City's new chairman was unable to hide his disappointment at the lowly attendance for City's 1-0 defeat to Kidderminster on Saturday.

Coming just a week after his take-over was sealed in a blaze of publicity, the crowd of 2,787 was almost 400 down on last season's corresponding fixture.

Batchelor, who has pledged to make City the most "unusual" team in the Football League and has promised a cultural change at Bootham Crescent, insisted he had no regrets about taking over the club.

But he admitted City now needed more people coming through the turnstiles if his vision for the club is to be realised.

Bachelor, who stood shoulder to shoulder with fans standing on the terraces of the David Longhurst Stand for much of Saturday's game, vowed: "York is going to remember it has got a football club.

"We have got a great deal of support and we have got the Supporters' Trust.

"What I want them to do and what I am going to do and what the players are going to do and what everybody at the club is going to do is we are going to get out in the city over the next two weeks and we will drag people through the door if we have to.

"I've watched the game from the Longhurst Stand and I have stood there with around 1,000 people, all of whom love this club. I am sure there are more people who are out there who we can get in.

"And we really, really need their help from now until and the end of the season. I want to create an atmosphere here that has been lacking for a long time."

Batchelor admitted he was "extremely disappointed" with Saturday's attendance.

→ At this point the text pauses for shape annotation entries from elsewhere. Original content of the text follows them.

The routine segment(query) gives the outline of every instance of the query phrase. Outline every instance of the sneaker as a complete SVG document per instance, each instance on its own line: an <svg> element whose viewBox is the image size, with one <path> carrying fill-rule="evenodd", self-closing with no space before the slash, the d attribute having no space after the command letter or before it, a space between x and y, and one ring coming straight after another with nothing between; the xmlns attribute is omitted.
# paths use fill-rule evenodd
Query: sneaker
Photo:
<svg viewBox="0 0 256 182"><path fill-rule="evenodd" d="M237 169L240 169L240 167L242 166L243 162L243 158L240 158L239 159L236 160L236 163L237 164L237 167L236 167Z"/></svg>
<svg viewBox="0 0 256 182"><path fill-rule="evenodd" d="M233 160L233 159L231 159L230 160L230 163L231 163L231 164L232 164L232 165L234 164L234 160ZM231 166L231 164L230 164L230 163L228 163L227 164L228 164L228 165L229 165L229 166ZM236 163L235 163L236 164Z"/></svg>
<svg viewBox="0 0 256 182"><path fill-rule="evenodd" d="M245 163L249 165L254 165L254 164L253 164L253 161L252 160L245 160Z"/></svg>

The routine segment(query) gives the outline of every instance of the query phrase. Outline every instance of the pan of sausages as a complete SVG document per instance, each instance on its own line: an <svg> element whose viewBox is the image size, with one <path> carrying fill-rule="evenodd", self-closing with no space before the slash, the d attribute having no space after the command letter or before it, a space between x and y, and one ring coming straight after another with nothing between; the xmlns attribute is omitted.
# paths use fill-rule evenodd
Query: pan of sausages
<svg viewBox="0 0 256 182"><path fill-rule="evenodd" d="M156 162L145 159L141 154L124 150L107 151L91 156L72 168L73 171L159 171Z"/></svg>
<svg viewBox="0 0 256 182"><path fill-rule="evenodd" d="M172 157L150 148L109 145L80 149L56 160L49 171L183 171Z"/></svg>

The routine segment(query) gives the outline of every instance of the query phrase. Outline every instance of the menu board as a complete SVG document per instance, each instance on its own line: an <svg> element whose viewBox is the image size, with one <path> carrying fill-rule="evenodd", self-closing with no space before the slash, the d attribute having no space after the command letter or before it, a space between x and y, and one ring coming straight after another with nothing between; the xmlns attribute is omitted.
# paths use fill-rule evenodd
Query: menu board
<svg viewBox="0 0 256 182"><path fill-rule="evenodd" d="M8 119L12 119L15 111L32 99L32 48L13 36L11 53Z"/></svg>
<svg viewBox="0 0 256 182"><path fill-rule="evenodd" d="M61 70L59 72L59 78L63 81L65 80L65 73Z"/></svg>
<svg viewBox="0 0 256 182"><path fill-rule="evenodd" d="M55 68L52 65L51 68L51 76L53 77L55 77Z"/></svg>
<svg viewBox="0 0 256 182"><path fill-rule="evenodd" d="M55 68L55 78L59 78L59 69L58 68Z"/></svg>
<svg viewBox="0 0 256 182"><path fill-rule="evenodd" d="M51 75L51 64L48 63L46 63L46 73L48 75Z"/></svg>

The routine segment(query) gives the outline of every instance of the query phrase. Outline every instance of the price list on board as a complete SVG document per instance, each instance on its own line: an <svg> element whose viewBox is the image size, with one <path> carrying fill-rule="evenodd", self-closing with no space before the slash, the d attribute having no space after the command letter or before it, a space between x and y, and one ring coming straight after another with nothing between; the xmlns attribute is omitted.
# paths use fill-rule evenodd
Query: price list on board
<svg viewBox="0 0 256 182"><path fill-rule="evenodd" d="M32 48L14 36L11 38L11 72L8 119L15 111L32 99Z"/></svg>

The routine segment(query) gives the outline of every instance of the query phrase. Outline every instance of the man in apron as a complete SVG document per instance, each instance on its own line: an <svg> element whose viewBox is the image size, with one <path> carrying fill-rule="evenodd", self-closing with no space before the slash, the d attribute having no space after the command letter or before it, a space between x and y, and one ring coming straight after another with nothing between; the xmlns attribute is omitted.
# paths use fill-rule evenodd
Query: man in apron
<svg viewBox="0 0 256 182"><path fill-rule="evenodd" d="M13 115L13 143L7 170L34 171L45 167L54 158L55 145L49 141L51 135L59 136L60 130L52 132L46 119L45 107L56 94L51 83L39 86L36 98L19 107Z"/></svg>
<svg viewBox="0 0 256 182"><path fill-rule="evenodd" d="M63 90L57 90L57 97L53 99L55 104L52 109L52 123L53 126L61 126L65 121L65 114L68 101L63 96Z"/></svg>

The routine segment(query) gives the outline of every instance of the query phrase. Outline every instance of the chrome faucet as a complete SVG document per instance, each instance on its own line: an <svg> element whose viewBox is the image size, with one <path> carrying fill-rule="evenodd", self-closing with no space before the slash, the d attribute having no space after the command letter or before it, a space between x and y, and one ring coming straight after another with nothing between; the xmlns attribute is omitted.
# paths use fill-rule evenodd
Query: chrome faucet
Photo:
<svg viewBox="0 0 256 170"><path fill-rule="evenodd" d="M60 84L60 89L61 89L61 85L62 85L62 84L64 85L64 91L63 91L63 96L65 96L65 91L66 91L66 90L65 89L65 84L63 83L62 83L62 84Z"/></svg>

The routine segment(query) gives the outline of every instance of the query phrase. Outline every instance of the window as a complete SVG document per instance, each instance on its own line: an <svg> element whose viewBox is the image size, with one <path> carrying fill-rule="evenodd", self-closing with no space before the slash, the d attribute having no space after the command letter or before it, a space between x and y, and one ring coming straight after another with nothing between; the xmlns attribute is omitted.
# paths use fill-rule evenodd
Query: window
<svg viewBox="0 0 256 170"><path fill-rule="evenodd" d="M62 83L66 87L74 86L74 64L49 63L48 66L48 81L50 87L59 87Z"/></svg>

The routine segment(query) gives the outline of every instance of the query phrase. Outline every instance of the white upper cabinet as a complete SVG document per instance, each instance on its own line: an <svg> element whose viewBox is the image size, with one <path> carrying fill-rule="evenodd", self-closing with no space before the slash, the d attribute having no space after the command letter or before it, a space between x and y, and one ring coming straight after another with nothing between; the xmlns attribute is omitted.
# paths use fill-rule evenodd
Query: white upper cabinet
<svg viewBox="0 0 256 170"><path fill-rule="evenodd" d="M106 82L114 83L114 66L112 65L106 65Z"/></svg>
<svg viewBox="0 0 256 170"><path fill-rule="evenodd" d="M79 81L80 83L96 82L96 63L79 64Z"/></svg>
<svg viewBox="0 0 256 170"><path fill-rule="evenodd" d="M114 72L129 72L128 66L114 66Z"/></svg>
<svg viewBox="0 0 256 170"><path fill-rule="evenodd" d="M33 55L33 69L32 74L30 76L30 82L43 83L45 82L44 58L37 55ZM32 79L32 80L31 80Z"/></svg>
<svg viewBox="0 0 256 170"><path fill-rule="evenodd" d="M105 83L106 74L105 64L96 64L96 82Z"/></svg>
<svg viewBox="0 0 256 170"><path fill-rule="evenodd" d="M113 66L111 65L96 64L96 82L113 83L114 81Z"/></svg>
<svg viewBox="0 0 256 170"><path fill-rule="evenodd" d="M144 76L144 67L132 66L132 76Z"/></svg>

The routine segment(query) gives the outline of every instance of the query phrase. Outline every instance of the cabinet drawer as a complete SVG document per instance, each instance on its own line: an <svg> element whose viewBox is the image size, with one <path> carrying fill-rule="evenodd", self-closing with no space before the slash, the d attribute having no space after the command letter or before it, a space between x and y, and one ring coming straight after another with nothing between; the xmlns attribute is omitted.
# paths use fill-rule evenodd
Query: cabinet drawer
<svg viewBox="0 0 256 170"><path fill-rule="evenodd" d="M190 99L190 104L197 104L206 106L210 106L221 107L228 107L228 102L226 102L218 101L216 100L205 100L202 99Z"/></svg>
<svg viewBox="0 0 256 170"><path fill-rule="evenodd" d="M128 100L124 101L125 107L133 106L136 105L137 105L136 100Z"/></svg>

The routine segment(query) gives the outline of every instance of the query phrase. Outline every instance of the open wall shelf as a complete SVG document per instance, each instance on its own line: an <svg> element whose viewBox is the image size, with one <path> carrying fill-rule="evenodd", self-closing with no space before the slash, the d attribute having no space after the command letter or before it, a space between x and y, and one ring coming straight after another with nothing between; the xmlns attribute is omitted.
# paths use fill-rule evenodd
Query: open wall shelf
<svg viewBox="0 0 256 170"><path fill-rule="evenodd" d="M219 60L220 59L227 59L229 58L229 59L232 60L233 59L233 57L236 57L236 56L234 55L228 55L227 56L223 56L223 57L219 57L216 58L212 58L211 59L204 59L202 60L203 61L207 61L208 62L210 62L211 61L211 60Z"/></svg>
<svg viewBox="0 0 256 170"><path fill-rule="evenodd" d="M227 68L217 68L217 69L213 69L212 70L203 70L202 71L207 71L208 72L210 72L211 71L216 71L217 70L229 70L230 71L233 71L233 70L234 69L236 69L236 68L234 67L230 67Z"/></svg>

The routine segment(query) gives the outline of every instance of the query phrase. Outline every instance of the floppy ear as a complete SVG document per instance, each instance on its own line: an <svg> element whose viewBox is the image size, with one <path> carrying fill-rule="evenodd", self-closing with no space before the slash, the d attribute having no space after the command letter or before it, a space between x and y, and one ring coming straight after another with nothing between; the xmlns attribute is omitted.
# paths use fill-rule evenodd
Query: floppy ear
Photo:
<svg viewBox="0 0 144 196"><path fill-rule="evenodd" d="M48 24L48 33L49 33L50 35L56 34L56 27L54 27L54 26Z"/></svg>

"We have had seven or eight weeks of publicity and a load of hard work to take the club over and it is like everyone in York thinks this club is now safe," he said.

"It isn't safe unless we get 6,000 people through the door and I want everybody to get off their backsides and get in here.

"I don't care how we do it. If someone wants to tell me the solution to galvanising this city and making it want its football club as much as I want it to work then I am happy to listen to anybody.

"Everybody wants a football club but no-one can be bothered to do anything about it. It's apathy."

Despite his frustration, Batchelor insisted he was not regretting his decision to buy the club.

"Not at all. I love it. I absolutely love it and I wish everybody loved it as much as I loved it," he said.